HONOLULU (AP) - A Hawaii judge fined a Virginia attorney $250 for statements he made during the trial of a federal agent charged with murder in a 2011 shooting inside a Waikiki McDonald's restaurant.

Virginia lawyer Karl Blanke is one of the attorneys representing State Department Special Agent Christopher Deedy, whose trial ended with a deadlocked jury in August.

Free on $250,000 bail, Deedy has returned home to Arlington, Va., and jury selection for a retrial is scheduled for June. He maintains that he acted in self-defense and was protecting others from an aggressive man. He was in Honolulu to help with security for an international economic summit but was off-duty during the early-morning encounter at the fast food eatery.
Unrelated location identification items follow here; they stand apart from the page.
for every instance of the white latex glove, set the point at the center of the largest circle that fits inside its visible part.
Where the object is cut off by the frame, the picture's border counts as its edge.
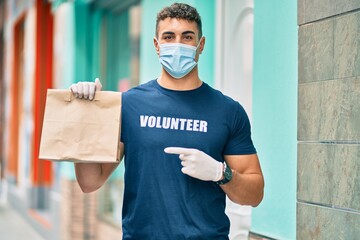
(86, 90)
(198, 164)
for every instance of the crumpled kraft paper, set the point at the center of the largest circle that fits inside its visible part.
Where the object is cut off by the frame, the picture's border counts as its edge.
(80, 130)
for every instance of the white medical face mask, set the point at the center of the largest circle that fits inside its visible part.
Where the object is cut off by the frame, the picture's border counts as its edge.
(178, 59)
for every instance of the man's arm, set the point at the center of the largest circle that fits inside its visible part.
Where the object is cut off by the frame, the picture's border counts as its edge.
(247, 184)
(91, 176)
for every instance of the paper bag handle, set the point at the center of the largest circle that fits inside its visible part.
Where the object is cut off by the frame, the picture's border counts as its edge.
(69, 96)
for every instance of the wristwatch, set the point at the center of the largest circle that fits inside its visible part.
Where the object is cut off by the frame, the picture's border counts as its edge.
(227, 175)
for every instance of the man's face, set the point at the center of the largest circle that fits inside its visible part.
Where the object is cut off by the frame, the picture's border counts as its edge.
(173, 30)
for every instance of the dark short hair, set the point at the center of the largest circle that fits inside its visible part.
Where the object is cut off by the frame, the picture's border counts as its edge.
(179, 11)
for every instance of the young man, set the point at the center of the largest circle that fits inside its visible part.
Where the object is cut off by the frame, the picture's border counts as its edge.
(186, 145)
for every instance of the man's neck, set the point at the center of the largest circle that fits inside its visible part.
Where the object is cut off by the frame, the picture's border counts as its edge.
(189, 82)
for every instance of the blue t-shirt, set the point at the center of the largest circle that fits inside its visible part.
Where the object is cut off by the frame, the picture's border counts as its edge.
(160, 202)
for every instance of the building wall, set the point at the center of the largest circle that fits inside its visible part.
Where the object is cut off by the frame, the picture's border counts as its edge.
(328, 199)
(274, 115)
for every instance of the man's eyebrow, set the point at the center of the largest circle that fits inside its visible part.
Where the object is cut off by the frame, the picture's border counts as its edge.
(188, 32)
(164, 33)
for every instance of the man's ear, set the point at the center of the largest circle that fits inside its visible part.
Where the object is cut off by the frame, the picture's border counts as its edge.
(157, 47)
(202, 44)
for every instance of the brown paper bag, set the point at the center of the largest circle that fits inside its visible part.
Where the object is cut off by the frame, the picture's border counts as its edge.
(80, 130)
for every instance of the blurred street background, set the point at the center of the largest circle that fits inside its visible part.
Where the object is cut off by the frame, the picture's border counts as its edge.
(294, 65)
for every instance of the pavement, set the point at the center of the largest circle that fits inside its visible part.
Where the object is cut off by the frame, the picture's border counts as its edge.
(14, 227)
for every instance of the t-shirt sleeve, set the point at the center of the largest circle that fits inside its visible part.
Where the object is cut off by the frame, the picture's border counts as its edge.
(239, 141)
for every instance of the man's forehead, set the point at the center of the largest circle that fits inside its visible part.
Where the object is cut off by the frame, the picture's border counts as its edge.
(177, 25)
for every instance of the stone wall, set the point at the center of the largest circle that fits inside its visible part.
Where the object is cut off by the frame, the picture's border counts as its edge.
(328, 194)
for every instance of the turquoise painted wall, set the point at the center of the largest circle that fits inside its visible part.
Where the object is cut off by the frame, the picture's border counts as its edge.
(275, 115)
(149, 62)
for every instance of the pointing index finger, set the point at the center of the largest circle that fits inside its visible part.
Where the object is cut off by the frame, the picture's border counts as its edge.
(178, 150)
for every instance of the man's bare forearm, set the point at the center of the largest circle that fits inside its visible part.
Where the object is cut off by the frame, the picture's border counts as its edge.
(245, 189)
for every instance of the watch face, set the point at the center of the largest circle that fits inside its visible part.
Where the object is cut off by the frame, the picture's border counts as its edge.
(228, 173)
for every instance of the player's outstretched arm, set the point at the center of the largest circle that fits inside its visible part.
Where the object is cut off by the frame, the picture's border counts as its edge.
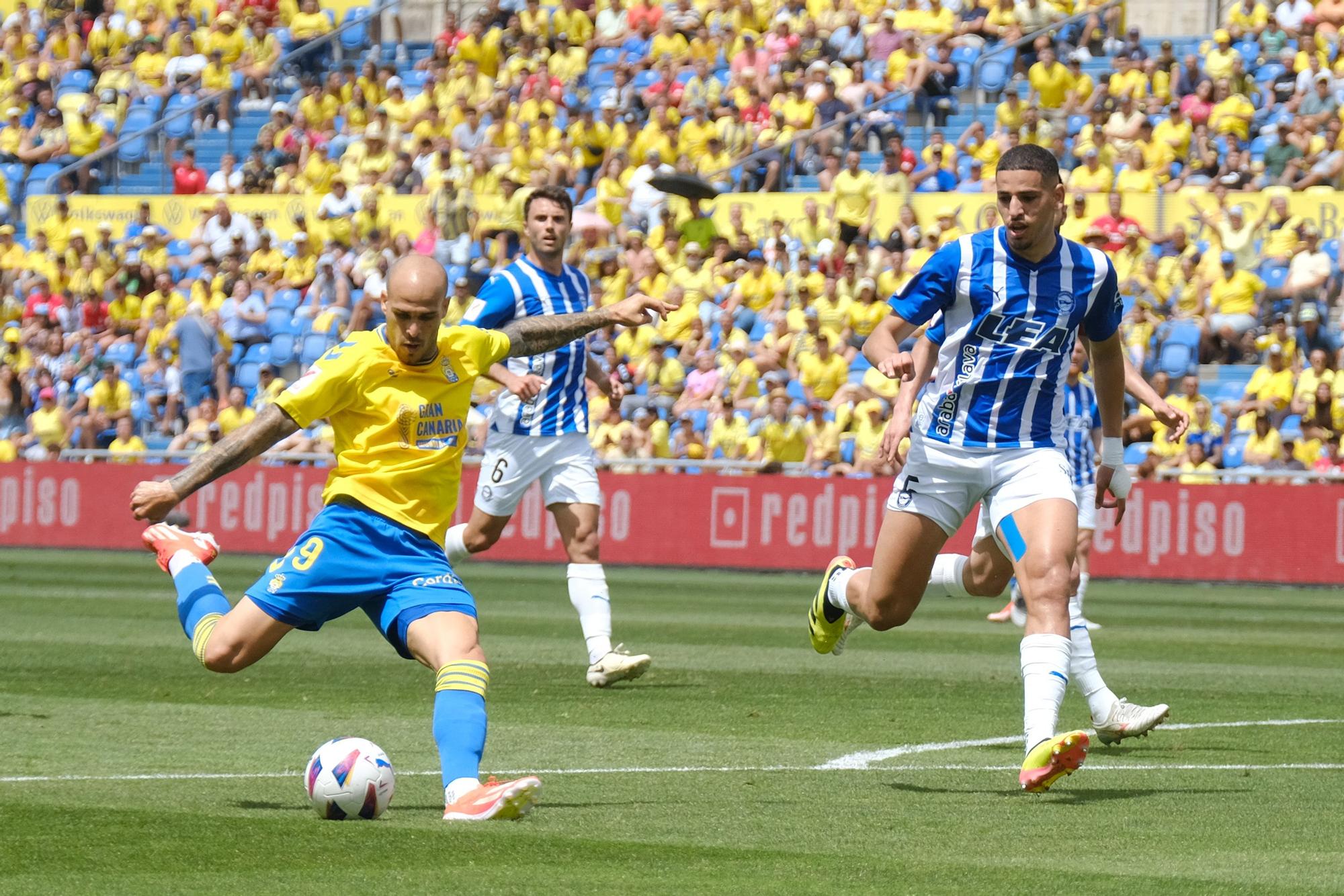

Circuit Judge Karen Ahn on Monday imposed the fine because Blanke mentioned that Kollin Elderts, the man Deedy shot, had resisted arrest in a prior case. Ahn said she thought Blanke knew he was prohibited from mentioning that detail to jurors.

"It was part of the argument to win," Ahn said.

Prosecutors wanted a $1,000 fine and for the judge to bar Blanke from practicing law in Hawaii, the Honolulu Star-Advertiser reported. Ahn declined to revoke Blanke's permission to continue representing Deedy in Hawaii. Blanke didn't attend the hearing and couldn't immediately be reached for comment Tuesday.

Deedy's main lawyer, Thomas Otake, said Blanke's remarks were a "reasonable inference" from earlier testimony.

During closing arguments, Blanke told the jury that Elderts had been arrested previously and had "resisted arrest."

The prosecution objected, and Ahn told jurors to disregard Blanke's remarks.

The prosecution wanted the prior arrest excluded from trial. Ahn limited the testimony and questions that the defense could ask the police officer who was involved with Elderts' 2008 arrest, which led to a disorderly conduct conviction.

Deputy Prosecutor Janice Futa argued that Blanke acted unprofessionally and in "bad faith."